|
Joyce Divinyi
October 2003
Question:
The most common questions I hear is “What do you do when a
student flat out refuses to do what you have asked him/her
to do? The student just says “No!!”
Answer:
Go with the resistance. A seriously defiant “No, I won’t do
it.” is a student’s invitation to join with them in a power
struggle. Always remember you will lose. The reason you will
lose is because you cannot force a child to behave. See Good
Kids, Difficult Behavior book, Principles for Dealing with
Difficult Behavior. You may force the child out of the room
or you may force the child out of the school altogether via
suspension. You may even be able to make them sorry that
they did not do what you want but you cannot force them to
actually do it. I have known kids that you couldn’t force to
do some things even with a gun. Therefore, it is much more
effective to refuse to engage in a battle of wills. Consider
another option which I call going with the resistance.
Basically you give the child permission to do what he wants
to do but in that moment and time you take him out of the
defiance and into compliance. Here is how it may sound.
T: Joseph, sit down and be quiet right now!
S: Ignores teacher.
T: Joseph, I said sit now!
S: No! I’m not.
T: Walk over to the student. Makes direct eye contact and
says…. OK, just stand then.
S: Stop talking long enough to reconsider how he may best
maintain his defiance since he has just been given
permission to do what he wants.
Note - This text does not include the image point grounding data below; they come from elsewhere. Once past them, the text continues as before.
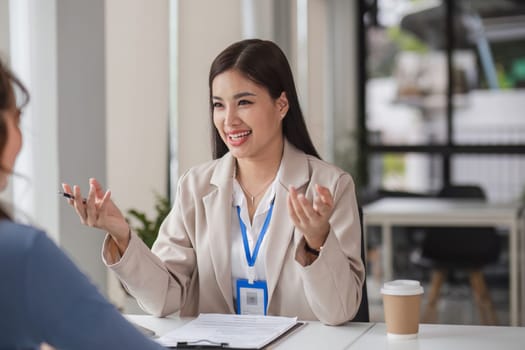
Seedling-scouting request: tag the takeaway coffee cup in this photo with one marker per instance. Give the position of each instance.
(402, 300)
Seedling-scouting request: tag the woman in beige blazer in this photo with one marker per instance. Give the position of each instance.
(265, 170)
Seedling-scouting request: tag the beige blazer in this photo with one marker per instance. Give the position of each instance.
(189, 267)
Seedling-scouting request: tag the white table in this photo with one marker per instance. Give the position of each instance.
(313, 335)
(389, 212)
(373, 336)
(450, 337)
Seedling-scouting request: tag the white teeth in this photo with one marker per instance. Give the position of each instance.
(239, 135)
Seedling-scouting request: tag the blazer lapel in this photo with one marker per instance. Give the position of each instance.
(294, 171)
(217, 206)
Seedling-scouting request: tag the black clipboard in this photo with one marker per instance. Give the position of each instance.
(213, 346)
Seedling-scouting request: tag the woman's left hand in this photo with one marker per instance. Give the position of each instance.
(311, 218)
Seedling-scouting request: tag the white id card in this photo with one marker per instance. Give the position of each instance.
(252, 298)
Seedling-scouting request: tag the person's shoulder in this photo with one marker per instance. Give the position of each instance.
(18, 233)
(17, 239)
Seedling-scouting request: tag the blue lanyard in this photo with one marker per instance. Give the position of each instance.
(251, 258)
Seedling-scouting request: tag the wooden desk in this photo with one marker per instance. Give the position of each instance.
(314, 335)
(389, 212)
(450, 337)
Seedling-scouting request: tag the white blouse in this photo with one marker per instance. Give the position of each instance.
(238, 256)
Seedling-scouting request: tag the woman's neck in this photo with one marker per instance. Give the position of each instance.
(255, 176)
(254, 172)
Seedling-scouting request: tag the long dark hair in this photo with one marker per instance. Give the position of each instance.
(8, 83)
(265, 64)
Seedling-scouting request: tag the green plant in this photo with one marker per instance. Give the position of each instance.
(148, 229)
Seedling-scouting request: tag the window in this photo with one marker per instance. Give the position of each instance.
(442, 89)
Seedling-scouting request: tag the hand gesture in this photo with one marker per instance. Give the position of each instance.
(311, 218)
(98, 210)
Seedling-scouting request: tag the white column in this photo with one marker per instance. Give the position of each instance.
(204, 29)
(137, 106)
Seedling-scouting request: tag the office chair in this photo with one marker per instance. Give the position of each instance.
(446, 249)
(363, 314)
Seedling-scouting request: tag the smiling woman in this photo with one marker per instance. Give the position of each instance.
(266, 227)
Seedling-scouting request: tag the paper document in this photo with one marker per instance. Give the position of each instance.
(230, 331)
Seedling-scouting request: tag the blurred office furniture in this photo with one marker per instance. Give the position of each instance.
(448, 249)
(363, 314)
(423, 212)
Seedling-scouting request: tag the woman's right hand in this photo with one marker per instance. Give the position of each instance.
(98, 210)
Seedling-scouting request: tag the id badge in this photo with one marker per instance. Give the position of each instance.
(252, 298)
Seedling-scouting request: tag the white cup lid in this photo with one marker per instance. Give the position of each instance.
(402, 287)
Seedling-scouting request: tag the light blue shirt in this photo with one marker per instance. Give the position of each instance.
(45, 298)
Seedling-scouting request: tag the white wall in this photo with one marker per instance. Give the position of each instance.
(137, 106)
(204, 29)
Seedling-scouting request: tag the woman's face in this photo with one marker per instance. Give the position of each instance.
(248, 119)
(13, 144)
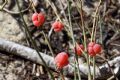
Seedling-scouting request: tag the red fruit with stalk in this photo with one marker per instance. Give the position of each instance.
(57, 26)
(79, 49)
(61, 60)
(38, 19)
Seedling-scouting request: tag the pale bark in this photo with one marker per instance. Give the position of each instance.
(30, 54)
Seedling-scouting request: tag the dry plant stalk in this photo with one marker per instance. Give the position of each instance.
(31, 54)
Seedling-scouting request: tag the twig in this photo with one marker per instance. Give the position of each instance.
(31, 54)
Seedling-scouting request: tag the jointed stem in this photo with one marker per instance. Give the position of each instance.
(33, 42)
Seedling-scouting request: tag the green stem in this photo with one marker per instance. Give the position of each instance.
(33, 42)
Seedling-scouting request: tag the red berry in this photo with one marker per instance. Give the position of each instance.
(57, 26)
(61, 60)
(97, 48)
(91, 51)
(91, 44)
(79, 49)
(38, 19)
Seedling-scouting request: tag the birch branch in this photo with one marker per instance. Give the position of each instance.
(102, 72)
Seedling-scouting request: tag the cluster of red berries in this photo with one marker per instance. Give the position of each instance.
(38, 19)
(61, 59)
(92, 49)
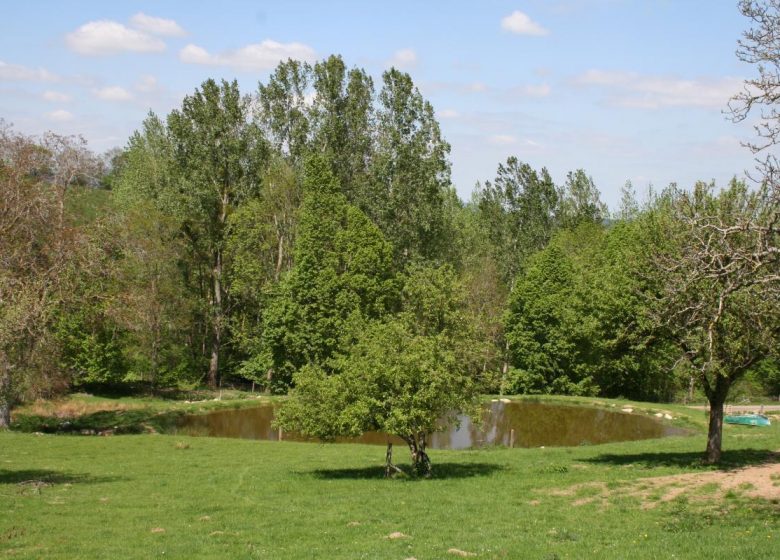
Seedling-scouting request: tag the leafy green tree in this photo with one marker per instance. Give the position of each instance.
(342, 120)
(259, 252)
(409, 375)
(579, 318)
(546, 354)
(518, 211)
(283, 110)
(204, 162)
(410, 171)
(341, 277)
(150, 302)
(580, 201)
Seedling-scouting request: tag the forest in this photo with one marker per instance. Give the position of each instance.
(308, 232)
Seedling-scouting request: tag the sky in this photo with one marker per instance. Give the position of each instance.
(624, 89)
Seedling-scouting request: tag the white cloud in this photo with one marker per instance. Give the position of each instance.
(147, 84)
(18, 73)
(55, 96)
(448, 114)
(110, 37)
(257, 56)
(532, 90)
(519, 23)
(502, 139)
(60, 115)
(403, 59)
(157, 26)
(113, 93)
(630, 89)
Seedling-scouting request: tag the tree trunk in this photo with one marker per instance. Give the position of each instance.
(421, 463)
(5, 394)
(216, 320)
(390, 468)
(715, 435)
(716, 397)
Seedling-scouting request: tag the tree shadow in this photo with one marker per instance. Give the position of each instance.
(441, 471)
(730, 459)
(43, 477)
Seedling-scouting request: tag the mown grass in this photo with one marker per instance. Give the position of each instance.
(144, 496)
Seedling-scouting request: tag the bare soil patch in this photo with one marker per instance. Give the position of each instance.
(759, 481)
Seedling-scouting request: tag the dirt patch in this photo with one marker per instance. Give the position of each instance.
(68, 409)
(760, 481)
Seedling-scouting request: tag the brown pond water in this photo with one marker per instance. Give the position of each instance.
(535, 424)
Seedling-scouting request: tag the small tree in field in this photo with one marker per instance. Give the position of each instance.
(408, 376)
(721, 279)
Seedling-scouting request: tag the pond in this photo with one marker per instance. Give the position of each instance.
(521, 423)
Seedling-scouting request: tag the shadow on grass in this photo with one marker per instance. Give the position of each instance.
(730, 459)
(440, 471)
(43, 477)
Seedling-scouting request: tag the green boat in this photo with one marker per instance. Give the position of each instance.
(747, 419)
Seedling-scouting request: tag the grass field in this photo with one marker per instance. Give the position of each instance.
(151, 495)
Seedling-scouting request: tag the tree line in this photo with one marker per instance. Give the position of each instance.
(307, 238)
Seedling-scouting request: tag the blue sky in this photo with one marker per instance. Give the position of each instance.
(626, 89)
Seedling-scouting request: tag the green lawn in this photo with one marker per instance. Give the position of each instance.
(143, 496)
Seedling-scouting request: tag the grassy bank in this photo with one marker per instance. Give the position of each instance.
(142, 496)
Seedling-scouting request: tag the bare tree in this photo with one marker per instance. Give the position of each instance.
(760, 96)
(30, 267)
(721, 288)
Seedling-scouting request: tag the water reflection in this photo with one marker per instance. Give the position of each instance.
(534, 424)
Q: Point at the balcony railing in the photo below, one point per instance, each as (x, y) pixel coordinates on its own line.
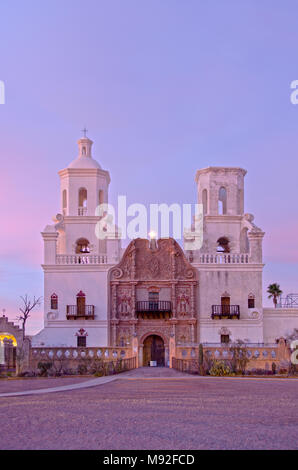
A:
(226, 311)
(147, 310)
(82, 210)
(73, 312)
(159, 306)
(81, 259)
(223, 258)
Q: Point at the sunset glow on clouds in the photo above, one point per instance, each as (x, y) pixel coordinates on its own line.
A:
(162, 95)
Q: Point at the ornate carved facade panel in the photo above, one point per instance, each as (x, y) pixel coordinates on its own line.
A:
(161, 269)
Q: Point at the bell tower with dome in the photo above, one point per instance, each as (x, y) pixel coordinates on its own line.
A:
(76, 261)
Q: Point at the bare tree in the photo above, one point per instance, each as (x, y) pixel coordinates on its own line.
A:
(27, 307)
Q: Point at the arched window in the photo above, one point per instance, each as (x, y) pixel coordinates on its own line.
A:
(81, 303)
(244, 242)
(251, 301)
(223, 245)
(100, 197)
(54, 302)
(205, 201)
(64, 199)
(222, 201)
(82, 246)
(82, 201)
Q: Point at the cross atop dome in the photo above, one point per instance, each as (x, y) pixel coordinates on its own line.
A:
(84, 131)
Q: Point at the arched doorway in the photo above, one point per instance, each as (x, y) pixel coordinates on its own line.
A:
(154, 350)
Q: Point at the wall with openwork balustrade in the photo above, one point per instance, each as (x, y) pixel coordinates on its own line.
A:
(261, 356)
(70, 358)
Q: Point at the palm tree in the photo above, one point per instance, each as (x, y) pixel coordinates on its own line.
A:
(275, 292)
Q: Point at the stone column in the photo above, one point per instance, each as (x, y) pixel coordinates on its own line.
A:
(255, 246)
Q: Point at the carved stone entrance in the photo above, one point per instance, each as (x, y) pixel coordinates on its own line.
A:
(154, 350)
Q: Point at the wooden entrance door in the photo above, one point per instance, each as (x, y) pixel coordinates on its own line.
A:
(81, 303)
(225, 305)
(154, 350)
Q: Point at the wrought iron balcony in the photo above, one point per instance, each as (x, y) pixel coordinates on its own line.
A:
(225, 311)
(73, 312)
(161, 309)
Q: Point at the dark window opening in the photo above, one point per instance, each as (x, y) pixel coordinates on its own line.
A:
(224, 339)
(81, 341)
(223, 245)
(82, 246)
(54, 302)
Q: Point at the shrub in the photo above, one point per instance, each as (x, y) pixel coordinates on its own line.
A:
(44, 368)
(82, 369)
(201, 360)
(98, 373)
(219, 368)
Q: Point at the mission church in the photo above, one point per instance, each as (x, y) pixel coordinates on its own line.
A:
(154, 295)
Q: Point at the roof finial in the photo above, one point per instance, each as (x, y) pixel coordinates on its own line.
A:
(85, 131)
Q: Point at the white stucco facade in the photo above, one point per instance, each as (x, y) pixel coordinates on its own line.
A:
(229, 265)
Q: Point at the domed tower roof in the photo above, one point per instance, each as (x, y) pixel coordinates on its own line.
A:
(84, 159)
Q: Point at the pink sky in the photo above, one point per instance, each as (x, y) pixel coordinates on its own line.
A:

If he stands there as the
teacher gave him permission to do, he will not have the
opportunity to engage in a power struggle. Besides, he’ll
look silly if he sits as requested. He may lose this round
but he won’t look so silly or confused.
Try this the next time a students is openly defiant. Here’s
an example:
One principal asked a student to come sit by her desk and
the small little third grader braced one hand on each
entrance to the principal’s office, threw out hip and
defiantly said “No”. The principal could have upped the ante
by becoming threatening or angry but with a defiant child or
teen this is like throwing fuel on their little fire. Next
thing you know, you have a conflagration on your hands. I
suggested to the principal that if such an incident were to
recur, an effective response would be “OK, stand there and
hold up that door.” Going with the resistance by giving
permission to do the defiant behavior at the very least
sends the message to the student, “I am not going to fight
with you. Sometimes walking away immediately is a good idea.
Then come back in a minute to the student and restate your
request. “Now would you care to sit down?” Keep your goal in
mind. The goal is to get the student to sit and be quiet. If
your goal is to prove you’re the boss, then go into battle.